Other wealthy countries have also dramatically increased their minimum wages but saw declining unemployment rates.
It can be argued that higher wages reduce unemployment by incentivizing unemployed workers to return to the workforce. Joseph Politano, a financial management analyst at the United States Bureau of Labor Statistics, has said that based on data in the U.S., “higher prime age employment levels are generally correlated with higher nominal wage growth.”
Economists like to claim that Taiwan’s minimum wage should not be increased because it should be left up to market forces. If this were the case, then in years with higher unemployment, market forces should have adjusted wages upwards to get more people back into the workforce to reduce unemployment. But this did not happen under Chen Shui-bian and Ma Ying-jeou.
Taiwan’s minimum wage did not grow for 10 years after the 1997 economic crisis and continued to stagnate under Ma Ying-jeou. If minimum wage growth kept pace with the rate it’s growing under Tsai currently, increasing by 4.31% every year since 1997, it would reach NT$43,637 next year.
But the minimum wage will only grow to NT$25,250 next year, or NT$18,387 less than the potential level of NT$43,637.
Last month, the Nobel Prize in Economic Sciences was awarded to economists David Card, Joshua Angrist, and Guido Imbens. They conducted a study comparing two similar labor markets New Jersey and Pennsylvania in the U.S. and found that a minimum wage increase in New Jersey not only did not increase unemployment relative to Pennsylvania, which did not increase its minimum wage, it also increased employment in New Jersey’s fast food restaurants by 13%.
The Nobel economists have replicated their studies several times and have found little relationship between raising minimum wage and rising unemployment.

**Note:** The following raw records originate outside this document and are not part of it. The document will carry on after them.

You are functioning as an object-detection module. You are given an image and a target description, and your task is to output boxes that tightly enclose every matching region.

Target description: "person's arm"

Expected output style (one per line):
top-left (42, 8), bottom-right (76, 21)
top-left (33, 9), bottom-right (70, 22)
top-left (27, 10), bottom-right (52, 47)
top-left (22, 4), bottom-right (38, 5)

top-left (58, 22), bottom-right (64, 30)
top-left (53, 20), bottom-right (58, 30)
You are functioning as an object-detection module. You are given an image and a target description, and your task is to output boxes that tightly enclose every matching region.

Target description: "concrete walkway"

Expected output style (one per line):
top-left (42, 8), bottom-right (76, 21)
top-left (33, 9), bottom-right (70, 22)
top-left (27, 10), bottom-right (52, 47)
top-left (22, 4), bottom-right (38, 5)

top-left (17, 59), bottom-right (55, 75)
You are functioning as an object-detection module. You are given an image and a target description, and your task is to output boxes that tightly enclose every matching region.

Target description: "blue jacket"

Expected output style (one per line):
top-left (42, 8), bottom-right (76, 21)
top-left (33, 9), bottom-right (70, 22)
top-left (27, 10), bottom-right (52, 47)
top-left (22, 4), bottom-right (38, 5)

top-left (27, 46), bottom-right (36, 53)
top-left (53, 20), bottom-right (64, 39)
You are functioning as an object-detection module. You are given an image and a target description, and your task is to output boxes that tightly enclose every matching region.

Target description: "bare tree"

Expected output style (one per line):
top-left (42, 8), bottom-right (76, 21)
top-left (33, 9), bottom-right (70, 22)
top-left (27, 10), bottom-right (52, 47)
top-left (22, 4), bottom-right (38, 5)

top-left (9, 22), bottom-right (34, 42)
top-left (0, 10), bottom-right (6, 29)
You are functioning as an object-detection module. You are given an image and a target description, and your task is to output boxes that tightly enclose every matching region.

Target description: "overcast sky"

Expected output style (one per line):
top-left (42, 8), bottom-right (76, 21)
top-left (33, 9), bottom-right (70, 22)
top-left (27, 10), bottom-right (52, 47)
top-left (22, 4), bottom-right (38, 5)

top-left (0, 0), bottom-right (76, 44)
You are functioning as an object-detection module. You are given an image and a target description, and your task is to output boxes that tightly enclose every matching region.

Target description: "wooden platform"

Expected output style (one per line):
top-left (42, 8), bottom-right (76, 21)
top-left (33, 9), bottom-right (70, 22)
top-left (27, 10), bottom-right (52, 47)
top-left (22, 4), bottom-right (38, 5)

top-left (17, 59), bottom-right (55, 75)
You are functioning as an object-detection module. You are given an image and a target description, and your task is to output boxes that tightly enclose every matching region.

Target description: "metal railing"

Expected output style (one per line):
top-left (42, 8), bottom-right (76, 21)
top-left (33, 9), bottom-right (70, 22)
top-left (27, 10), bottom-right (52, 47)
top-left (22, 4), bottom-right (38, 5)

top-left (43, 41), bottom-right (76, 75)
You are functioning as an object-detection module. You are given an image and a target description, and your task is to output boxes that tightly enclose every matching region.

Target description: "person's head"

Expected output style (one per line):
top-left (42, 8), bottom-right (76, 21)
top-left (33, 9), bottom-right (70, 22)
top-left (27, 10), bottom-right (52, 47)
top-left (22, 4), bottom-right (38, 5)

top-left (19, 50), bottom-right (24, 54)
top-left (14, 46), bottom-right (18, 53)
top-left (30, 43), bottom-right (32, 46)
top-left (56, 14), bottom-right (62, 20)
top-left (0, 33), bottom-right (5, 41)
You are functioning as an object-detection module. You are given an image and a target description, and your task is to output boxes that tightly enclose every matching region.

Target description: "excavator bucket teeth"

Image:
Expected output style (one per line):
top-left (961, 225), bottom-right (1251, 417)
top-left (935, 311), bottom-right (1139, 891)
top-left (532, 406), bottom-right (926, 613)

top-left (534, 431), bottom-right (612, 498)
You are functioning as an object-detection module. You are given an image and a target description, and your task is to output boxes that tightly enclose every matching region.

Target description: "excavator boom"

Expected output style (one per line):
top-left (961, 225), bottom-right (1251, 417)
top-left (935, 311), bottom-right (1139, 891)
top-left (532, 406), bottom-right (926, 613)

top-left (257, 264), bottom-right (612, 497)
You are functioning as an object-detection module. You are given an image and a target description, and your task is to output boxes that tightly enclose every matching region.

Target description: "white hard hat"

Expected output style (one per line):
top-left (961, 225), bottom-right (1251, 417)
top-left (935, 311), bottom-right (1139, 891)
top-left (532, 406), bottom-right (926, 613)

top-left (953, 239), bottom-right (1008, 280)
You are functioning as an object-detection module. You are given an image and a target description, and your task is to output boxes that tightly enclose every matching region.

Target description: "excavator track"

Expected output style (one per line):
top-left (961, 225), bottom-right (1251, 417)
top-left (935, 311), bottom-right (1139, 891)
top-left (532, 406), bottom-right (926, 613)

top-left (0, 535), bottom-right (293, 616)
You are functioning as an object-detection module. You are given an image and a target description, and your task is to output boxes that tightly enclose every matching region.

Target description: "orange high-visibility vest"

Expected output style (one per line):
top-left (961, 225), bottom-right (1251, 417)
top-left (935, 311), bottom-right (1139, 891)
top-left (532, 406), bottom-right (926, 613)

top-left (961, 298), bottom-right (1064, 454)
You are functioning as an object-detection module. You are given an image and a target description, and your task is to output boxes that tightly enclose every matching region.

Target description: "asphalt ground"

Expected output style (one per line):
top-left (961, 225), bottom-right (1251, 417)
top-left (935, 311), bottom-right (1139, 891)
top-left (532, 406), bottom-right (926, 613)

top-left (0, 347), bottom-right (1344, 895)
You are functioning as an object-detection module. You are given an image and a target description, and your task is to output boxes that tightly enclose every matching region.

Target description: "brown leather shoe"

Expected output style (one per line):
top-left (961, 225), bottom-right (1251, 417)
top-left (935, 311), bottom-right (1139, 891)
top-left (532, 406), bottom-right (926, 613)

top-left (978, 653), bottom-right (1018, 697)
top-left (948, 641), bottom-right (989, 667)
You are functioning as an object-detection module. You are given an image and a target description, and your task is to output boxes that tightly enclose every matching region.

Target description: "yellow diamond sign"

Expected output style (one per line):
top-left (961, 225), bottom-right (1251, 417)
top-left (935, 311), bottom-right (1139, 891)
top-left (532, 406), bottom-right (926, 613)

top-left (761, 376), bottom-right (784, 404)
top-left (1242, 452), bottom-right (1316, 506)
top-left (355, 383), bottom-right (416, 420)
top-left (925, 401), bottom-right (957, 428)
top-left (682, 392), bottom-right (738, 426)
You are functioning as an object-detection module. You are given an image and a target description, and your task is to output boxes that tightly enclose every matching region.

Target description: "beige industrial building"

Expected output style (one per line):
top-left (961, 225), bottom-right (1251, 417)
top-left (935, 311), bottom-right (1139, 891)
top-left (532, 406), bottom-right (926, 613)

A study in Germany also found that the introduction of a minimum wage in Germany in 2015 also did not reduce unemployment, but did result in workers moving from lower-paying companies to higher-paying ones, and more importantly, from less productive to more productive companies. This suggests that increasing the minimum wage can help in restructuring Taiwan’s economy to a higher-value and more productive one.
In other words, raising the minimum wage makes economic sense.